The C4 Picasso placed 77th in the Driver Power top 200 – comfortably in the top half of the individual model chart – with owners ranking it highly for practicality, ride quality, seat comfort and, of course, running costs.
Euro NCAP awarded the car five stars in its independent crash tests, and all models have six airbags, stability control and a speed limiter. The top-spec Exclusive+ trim level adds the likes of adaptive cruise control, forward collision alert and blind-spot monitoring. Lane-departure warning and adaptive headlamps are part of the £300 optional Serenity Pack, while surround-view cameras are £450 more.

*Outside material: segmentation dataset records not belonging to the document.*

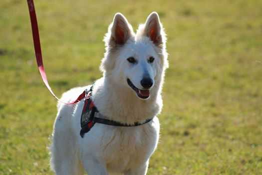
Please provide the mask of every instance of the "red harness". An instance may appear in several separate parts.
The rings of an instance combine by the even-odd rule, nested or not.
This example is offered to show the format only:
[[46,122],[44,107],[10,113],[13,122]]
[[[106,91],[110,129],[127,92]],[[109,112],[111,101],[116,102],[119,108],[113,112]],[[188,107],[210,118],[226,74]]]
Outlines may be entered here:
[[78,98],[74,101],[70,102],[62,102],[59,98],[58,98],[53,92],[51,87],[49,85],[43,64],[42,52],[41,51],[41,45],[40,44],[40,38],[39,36],[38,28],[37,25],[37,20],[36,19],[36,15],[35,14],[35,10],[34,9],[33,0],[27,0],[27,4],[28,6],[29,12],[30,14],[31,26],[32,26],[34,52],[35,53],[35,57],[36,58],[36,62],[37,63],[38,70],[41,75],[41,77],[42,78],[42,80],[43,80],[44,84],[46,88],[47,88],[47,89],[49,90],[51,94],[58,100],[66,104],[75,104],[86,96],[87,94],[84,91],[81,94],[80,94]]
[[42,52],[41,51],[41,46],[40,44],[37,20],[36,20],[36,15],[35,14],[35,10],[34,10],[33,0],[27,0],[27,4],[28,5],[29,12],[30,14],[31,25],[32,26],[32,32],[33,34],[33,44],[34,46],[34,52],[36,58],[36,62],[37,62],[39,72],[40,72],[41,77],[42,78],[42,80],[43,80],[44,84],[46,88],[47,88],[47,89],[49,90],[51,94],[55,98],[65,104],[75,104],[80,102],[81,100],[85,98],[84,108],[82,112],[81,117],[81,129],[80,130],[80,134],[82,138],[84,137],[85,133],[88,132],[91,130],[95,123],[116,126],[132,127],[144,124],[152,120],[153,118],[147,119],[142,123],[135,122],[133,124],[122,124],[117,121],[96,117],[95,113],[98,113],[99,112],[94,106],[93,102],[92,100],[92,88],[88,90],[84,90],[80,94],[76,100],[72,102],[64,102],[58,98],[51,89],[51,87],[50,87],[50,86],[48,84],[48,82],[47,81],[46,74],[44,72],[43,60],[42,58]]

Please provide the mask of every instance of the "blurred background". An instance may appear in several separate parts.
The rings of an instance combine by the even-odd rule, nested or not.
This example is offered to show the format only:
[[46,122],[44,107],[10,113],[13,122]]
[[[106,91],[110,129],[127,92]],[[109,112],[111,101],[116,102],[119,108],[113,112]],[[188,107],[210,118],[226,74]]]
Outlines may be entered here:
[[[60,96],[92,83],[121,12],[156,11],[170,68],[148,174],[262,174],[262,1],[35,0],[43,56]],[[51,174],[56,102],[36,68],[26,0],[0,2],[0,174]]]

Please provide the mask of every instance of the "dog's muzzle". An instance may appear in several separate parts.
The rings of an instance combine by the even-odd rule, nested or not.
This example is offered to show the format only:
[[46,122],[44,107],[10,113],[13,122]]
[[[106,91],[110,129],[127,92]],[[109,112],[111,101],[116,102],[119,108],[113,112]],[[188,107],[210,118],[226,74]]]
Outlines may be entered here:
[[[146,100],[149,98],[150,96],[150,92],[149,90],[142,90],[139,89],[133,84],[129,78],[127,78],[127,84],[136,92],[137,96],[140,98]],[[150,87],[152,85],[150,86]]]

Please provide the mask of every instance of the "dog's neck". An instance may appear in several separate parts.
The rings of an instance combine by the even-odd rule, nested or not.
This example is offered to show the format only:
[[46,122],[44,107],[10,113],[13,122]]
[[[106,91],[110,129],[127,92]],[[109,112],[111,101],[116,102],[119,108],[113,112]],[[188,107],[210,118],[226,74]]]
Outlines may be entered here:
[[108,119],[127,124],[142,122],[160,112],[160,82],[156,83],[150,98],[143,100],[131,88],[119,86],[109,78],[103,77],[94,85],[93,99],[99,112]]

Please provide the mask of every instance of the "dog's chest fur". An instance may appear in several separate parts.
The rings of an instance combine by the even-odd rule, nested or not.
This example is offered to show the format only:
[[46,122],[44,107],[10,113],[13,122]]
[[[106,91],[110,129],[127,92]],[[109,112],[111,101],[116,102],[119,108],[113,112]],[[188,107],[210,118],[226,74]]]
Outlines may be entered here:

The Citroen C4 Picasso comes with a three-year/60,000-mile warranty. That’s the same level of cover as you get with direct rivals such as the Ford C-MAX and Volkswagen Touran, but the Renault Scenic and Toyota Verso MPVs offer longer warranties. You get a four-year/100,000-mile package with the Renault and a five-year/unlimited mileage guarantee with the Toyota.
Citroen recommends servicing petrol versions of the C4 Picasso every year or 20,000 miles. Diesels also need attention annually, with the 1.6-litre HDi models’ service intervals set at 16,000 miles and the 2.0-litre versions’ at 20,000 miles.
Pre-paid maintenance plans for new Citroens or models up to a year old that have yet to have their first service cost £400 or £11.11 a month. That buys the scheduled services for three years and up to 35,000 miles. For cars over three years old, a basic check-up costs £115 and a full service sets you back £195. Citroen also offers bundle deals with annual MoT tests, so owners can pay £149 for a basic service with an MoT or £229 for a full service and an MoT.